La double condition d’âge et de durée d’assurance est complexe et peu équitable, et il serait préférable de la remplacer par une condition mixte combinant ces deux facteurs, via une double décote-surcote. Le critère de durée de cotisation peut sembler le plus juste pour favoriser les salariés modestes qui ont en moyenne commencé à cotiser plus tôt, mais la corrélation entre trimestres validés, niveau de vie et espérance de vie (ou de vie en bonne santé) est imparfaite, ce qui en fait un outil insuffisant[4]. Cette double condition est aussi source d’anxiété : certaines personnes peuvent racheter des trimestres pour partir à l’âge légal, et se retrouver avec des trimestres en trop, sans surcote, si on augmente ensuite l’âge légal sans toucher à la durée. Pour gagner en flexibilité, il suffirait de passer à une logique de double décote-surcote. Au lieu d’une surcote de 5 % par année supplémentaire (après l’âge légal), on pourrait, à la place, instaurer une décote-surcote de 2 ou 3 % par an au titre de la durée cotisée, et de 4 ou 6 % par an au titre de l’âge. Ainsi, s’il manque 3 ans de cotisations pour partir à l’âge légal, la surcote liée à une prolongation d’un an pourrait annuler la décote liée à 2 années manquantes. A contrario, pour ceux qui ont commencé tôt et ont validé des annuités supplémentaires au titre de la pénibilité, c’est la surcote liée aux annuités qui compenserait un départ anticipé, entre 60 et 62 ans. Mais si l’on souhaite réellement inciter à la poursuite d’activité – notamment des cadres –, il faut aussi une vraie surcote dans les régimes complémentaires, qui bénéficient eux aussi d’un report des départs.

Enfin, l’équité intergénérationnelle nécessite de demander un effort aux retraités actuels : beaucoup sont partis anormalement tôt (retraite à 60 ans, catégories actives, préretraites) avec de très bonnes pensions, ce qui leur assure un rendement très supérieur à celui dont bénéficieront leurs enfants, mais aussi un niveau de vie supérieur à celui de l’ensemble de la population. Il y a des retraités modestes, mais il y a beaucoup de retraités aisés qui peuvent partager le fardeau des économies à réaliser. Si l’on décide d’augmenter d’un trimestre par an l’âge légal ou la durée de cotisation requise, pourquoi ne pas réduire en parallèle de 1 % par an les pensions servies à ceux partis avant, par mesure d’équité ? Aligner le taux de CSG appliqué aux retraites sur celui des salaires dégagerait également des revenus importants pour financer l’autonomie ou les dépenses de santé. Enfin, on pourrait tout à fait plafonner ou supprimer l’abattement de 10 % des retraites à l’impôt sur le revenu, pour frais professionnels. Cela n’a pas de justification économique valable, et le supprimer concentrera l’effort sur les plus aisés.

 

[1] S. Bouverin applique le taux employeur du privé aux seuls traitements, mais il pourrait être plus logique d’inclure également les primes ou d’appliquer un « taux normal » plus élevé sur le seul traitement. Cela réduirait alors ce « déficit caché » de 5 à 10 Md€, sans réellement invalider le diagnostic d’un sous-financement.

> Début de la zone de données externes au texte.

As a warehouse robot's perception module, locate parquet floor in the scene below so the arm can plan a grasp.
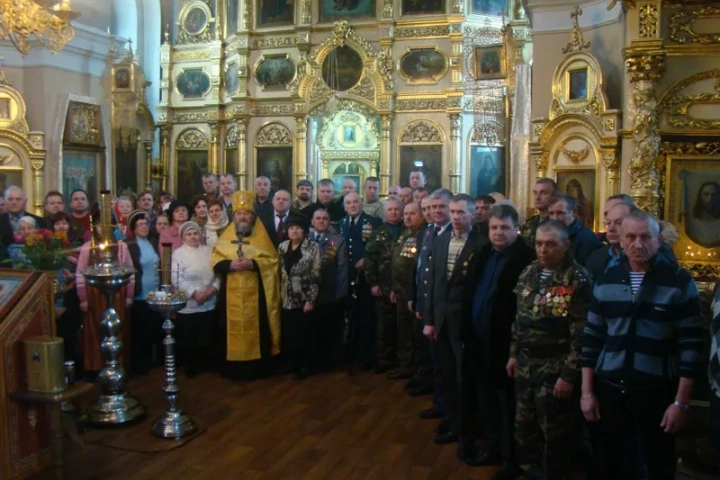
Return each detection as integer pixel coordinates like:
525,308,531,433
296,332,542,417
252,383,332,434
25,369,712,480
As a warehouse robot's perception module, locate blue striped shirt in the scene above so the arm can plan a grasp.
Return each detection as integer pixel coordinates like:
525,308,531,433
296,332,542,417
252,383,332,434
582,255,707,383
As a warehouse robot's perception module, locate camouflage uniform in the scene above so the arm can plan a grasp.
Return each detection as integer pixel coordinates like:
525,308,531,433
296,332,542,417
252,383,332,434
510,260,592,480
365,223,405,366
391,228,420,370
520,215,550,248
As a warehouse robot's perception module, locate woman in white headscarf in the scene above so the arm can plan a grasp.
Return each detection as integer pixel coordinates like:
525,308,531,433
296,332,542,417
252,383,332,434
172,222,220,378
205,200,230,250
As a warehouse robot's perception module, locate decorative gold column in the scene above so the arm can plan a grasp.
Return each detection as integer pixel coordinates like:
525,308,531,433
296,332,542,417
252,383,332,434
160,125,171,190
600,152,620,197
624,40,665,215
143,140,152,190
293,115,307,182
235,117,248,190
448,113,464,193
208,122,222,174
380,113,390,198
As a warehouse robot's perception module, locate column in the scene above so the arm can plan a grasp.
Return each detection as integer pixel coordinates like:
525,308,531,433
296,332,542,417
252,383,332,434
143,140,152,190
448,113,465,193
160,125,171,190
293,115,307,182
208,122,221,174
600,151,620,197
380,113,390,198
624,39,665,215
235,118,248,190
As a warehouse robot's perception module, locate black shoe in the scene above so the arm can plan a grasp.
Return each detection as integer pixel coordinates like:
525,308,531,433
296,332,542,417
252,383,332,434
433,422,450,435
407,386,435,397
433,431,460,445
465,452,502,467
418,408,443,420
375,363,392,375
493,462,525,480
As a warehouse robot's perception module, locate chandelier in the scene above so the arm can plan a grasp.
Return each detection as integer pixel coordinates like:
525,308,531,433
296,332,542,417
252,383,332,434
0,0,80,56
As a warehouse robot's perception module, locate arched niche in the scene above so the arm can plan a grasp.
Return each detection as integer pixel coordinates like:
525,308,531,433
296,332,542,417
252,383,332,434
174,128,210,202
253,122,297,192
288,20,393,113
392,118,445,190
0,74,45,215
529,18,621,231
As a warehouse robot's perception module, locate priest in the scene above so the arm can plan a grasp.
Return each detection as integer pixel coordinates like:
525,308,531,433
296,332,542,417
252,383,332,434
211,190,280,379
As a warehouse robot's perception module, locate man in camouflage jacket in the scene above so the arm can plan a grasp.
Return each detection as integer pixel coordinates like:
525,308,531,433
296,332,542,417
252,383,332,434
388,202,427,380
507,220,592,480
365,199,405,373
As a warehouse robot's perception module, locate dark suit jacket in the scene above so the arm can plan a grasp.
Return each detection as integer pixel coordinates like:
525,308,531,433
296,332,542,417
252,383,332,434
259,207,301,248
461,236,535,384
423,227,478,338
0,212,46,253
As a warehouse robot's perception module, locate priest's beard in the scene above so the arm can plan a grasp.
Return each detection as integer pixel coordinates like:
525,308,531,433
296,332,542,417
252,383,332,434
235,221,255,237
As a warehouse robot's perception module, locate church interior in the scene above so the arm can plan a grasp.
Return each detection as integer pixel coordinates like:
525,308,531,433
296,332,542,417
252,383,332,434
0,0,720,480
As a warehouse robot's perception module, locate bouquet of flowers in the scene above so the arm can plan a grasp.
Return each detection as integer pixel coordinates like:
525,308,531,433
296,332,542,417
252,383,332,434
18,228,71,270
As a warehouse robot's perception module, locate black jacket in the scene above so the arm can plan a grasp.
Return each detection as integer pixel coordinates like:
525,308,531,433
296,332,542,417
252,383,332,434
461,236,535,384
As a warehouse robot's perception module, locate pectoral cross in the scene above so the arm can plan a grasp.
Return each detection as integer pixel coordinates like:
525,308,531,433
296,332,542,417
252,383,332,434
235,233,250,258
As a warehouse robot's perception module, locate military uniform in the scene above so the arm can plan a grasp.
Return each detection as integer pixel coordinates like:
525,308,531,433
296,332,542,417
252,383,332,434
520,215,550,248
390,228,420,370
365,222,405,368
510,260,592,479
338,212,381,367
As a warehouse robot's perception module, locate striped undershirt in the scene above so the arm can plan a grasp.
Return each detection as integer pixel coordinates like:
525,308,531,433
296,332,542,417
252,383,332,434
630,272,645,294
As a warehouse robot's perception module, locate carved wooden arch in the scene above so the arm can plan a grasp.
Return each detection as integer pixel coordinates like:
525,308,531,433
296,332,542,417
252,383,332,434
254,122,293,147
658,69,720,131
175,127,209,150
288,20,393,112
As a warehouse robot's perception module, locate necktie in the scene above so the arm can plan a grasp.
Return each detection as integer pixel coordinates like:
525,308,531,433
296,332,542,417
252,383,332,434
277,213,285,240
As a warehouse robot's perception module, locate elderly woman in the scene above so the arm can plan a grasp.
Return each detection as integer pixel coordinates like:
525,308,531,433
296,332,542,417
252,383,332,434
190,195,208,232
7,215,38,268
75,219,135,379
172,222,220,378
278,217,321,380
155,201,190,252
205,200,230,248
127,210,163,375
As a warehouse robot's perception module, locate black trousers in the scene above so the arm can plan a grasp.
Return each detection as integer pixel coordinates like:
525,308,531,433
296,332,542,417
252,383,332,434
130,300,165,372
595,377,677,480
280,308,317,371
314,302,350,370
438,325,463,434
460,333,515,462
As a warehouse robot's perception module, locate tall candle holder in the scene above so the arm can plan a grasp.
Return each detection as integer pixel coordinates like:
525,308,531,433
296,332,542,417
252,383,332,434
147,243,197,438
83,244,145,425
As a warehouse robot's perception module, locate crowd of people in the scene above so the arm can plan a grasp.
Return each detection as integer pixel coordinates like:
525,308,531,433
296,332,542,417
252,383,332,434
0,171,720,480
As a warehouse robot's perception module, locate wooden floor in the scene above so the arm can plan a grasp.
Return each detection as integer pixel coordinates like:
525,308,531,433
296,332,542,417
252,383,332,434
26,369,716,480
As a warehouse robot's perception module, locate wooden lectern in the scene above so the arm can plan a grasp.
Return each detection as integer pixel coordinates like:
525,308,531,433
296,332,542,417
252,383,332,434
0,269,55,480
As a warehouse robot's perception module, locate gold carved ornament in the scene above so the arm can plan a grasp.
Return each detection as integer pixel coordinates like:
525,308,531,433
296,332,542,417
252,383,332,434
670,7,720,45
175,128,208,150
255,123,293,146
562,5,590,53
0,0,80,55
400,120,443,143
639,3,660,38
561,145,590,165
660,69,720,130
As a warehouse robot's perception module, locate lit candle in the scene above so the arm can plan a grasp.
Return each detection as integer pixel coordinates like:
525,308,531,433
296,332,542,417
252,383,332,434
160,243,172,285
100,190,112,243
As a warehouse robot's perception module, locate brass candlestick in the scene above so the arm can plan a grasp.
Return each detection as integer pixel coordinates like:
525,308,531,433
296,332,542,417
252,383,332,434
147,243,197,438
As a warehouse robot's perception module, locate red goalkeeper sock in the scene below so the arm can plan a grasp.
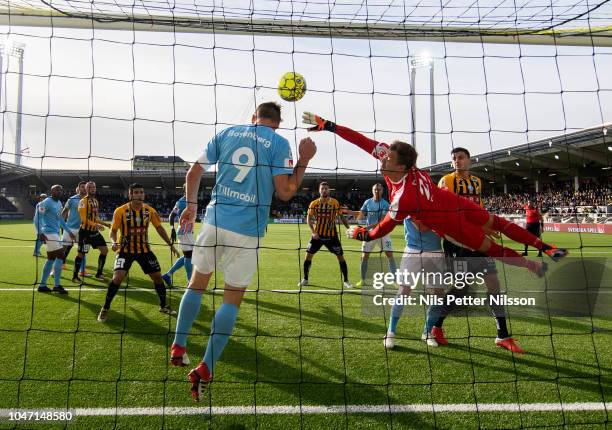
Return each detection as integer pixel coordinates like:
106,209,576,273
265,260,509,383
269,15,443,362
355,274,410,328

[2] Pour les fonctionnaires FPE transférés dans la FPT, la Poste ou France Télécom, leurs cotisations sont reversées au SRE qui assurera leurs pensions, comme s’ils continuaient d’y cotiser. Le long décalage entre cotisations et pensions pour les nouveaux agents qui les remplacent profite à ces régimes aux dépens du SRE.

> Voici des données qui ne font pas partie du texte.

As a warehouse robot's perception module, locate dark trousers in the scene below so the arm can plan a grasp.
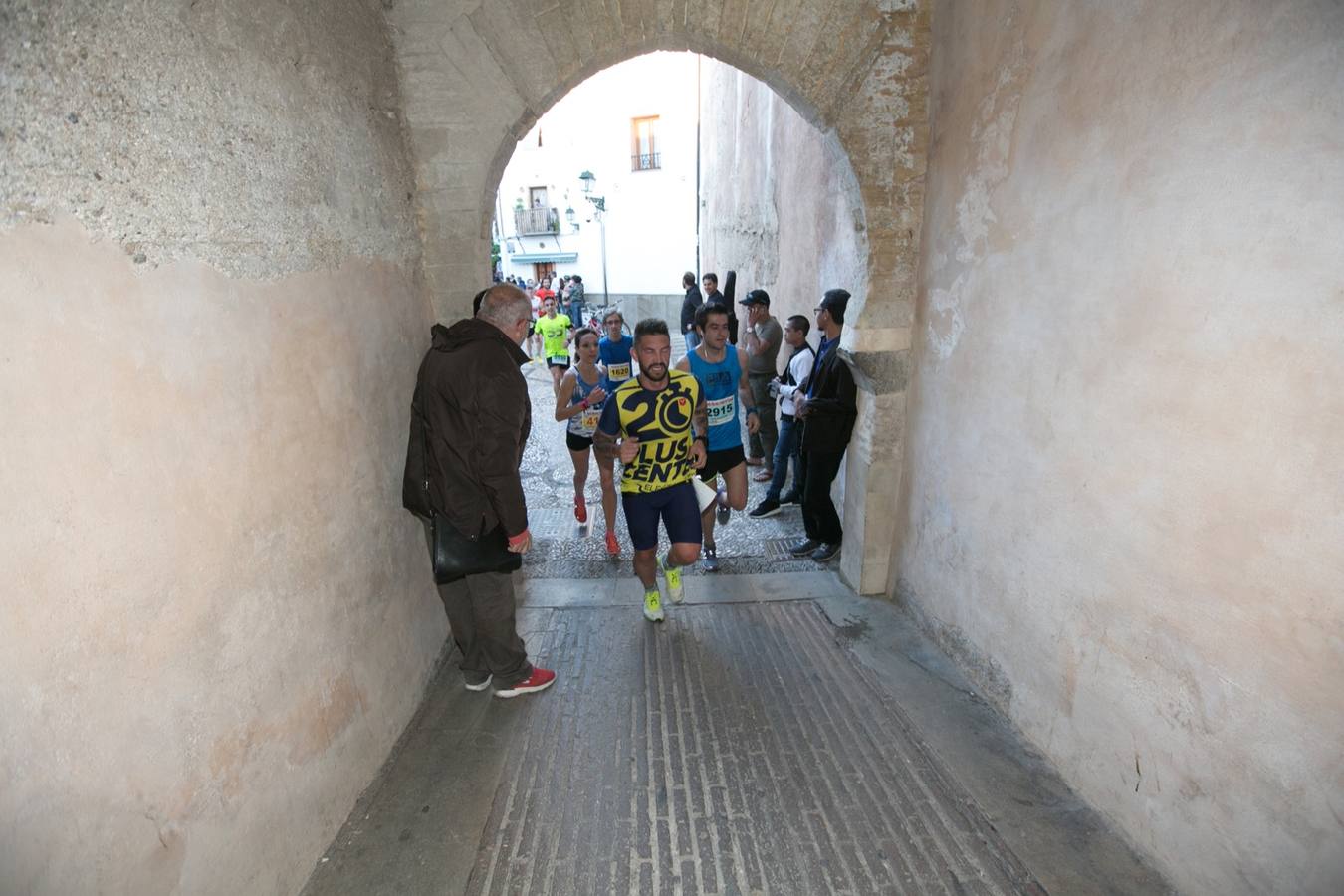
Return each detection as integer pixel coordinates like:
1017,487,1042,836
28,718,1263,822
742,373,780,466
425,523,533,687
765,414,806,501
438,572,533,687
802,451,844,544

[3] On observe actuellement ce problème à la SNCF et la RATP, dont le régime spécial a été mis en extinction pour les nouveaux entrants : ces deux entreprises peinent à recruter de nouveaux conducteurs aux salaires d’entrée.

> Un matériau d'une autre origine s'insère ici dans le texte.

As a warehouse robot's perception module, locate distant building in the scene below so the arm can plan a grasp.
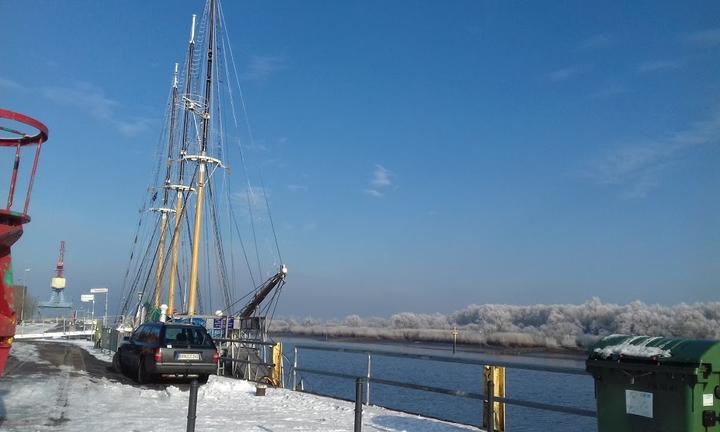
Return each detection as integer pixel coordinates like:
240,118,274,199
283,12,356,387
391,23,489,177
10,285,26,322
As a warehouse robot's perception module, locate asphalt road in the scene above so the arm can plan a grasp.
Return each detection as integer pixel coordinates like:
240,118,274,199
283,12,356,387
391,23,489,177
0,341,197,431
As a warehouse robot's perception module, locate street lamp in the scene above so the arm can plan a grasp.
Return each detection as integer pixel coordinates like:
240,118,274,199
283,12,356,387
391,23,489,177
90,288,108,328
15,268,32,323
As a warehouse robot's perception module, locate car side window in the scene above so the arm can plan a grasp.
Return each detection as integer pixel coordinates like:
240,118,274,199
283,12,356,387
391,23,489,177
146,326,160,344
133,326,147,343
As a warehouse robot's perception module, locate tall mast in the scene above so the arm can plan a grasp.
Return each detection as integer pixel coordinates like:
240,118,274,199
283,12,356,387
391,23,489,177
153,63,178,309
186,0,214,317
167,15,195,316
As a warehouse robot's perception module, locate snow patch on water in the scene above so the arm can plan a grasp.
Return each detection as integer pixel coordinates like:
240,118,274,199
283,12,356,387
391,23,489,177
594,335,672,359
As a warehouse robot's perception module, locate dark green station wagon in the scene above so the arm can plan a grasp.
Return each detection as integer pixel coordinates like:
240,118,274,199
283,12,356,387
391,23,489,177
113,322,218,384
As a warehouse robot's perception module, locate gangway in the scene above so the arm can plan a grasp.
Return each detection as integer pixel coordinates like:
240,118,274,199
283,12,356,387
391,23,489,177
15,330,95,340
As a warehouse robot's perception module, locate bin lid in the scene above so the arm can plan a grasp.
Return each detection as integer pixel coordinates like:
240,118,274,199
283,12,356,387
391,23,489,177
589,335,720,364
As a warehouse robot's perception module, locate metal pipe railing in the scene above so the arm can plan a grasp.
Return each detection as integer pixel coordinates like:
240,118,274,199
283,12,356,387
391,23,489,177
292,344,597,431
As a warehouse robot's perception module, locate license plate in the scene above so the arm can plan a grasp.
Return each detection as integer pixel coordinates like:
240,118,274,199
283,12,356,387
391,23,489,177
178,353,200,360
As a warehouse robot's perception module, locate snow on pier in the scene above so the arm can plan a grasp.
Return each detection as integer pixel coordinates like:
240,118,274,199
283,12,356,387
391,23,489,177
0,341,484,432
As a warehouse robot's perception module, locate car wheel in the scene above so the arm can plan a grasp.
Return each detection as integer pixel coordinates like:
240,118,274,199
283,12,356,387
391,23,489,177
137,358,148,384
113,352,123,373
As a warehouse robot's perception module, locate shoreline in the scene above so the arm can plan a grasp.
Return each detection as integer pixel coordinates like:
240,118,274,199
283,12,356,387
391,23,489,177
269,331,586,360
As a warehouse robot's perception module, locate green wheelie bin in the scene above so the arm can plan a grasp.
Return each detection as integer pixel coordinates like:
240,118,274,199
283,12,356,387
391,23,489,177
586,335,720,432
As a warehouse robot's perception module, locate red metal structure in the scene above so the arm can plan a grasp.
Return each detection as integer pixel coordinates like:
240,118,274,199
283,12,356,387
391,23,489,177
0,109,48,376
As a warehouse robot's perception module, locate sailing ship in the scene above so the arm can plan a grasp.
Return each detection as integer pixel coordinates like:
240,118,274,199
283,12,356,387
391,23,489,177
118,0,287,339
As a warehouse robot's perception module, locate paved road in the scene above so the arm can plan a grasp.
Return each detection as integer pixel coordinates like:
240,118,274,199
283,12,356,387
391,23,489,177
0,341,190,431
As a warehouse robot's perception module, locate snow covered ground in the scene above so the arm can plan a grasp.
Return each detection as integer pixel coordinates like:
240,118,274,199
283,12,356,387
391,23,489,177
0,341,484,432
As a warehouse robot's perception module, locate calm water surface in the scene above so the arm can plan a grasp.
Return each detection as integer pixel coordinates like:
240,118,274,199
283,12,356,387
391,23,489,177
282,338,597,432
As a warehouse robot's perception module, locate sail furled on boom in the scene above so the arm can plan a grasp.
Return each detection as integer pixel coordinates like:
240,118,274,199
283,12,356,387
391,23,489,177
117,0,287,324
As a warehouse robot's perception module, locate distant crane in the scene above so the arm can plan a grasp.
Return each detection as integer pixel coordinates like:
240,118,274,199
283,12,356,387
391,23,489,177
50,240,65,282
40,240,72,315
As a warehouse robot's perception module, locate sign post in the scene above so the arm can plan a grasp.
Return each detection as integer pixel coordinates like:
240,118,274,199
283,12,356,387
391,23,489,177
80,294,95,328
90,288,108,328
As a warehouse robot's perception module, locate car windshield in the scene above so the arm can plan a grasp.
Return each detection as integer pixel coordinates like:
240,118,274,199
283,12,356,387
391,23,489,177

[4] Il faut aussi rappeler que dans une logique actuarielle, l’âge est un critère plus important que la durée de cotisation : avec une espérance de vie d’une vingtaine d’années et une durée d’assurance d’une quarantaine d’années, les économies générées par un an d’espérance de vie en moins correspondent environ à 2 ans de cotisations en plus.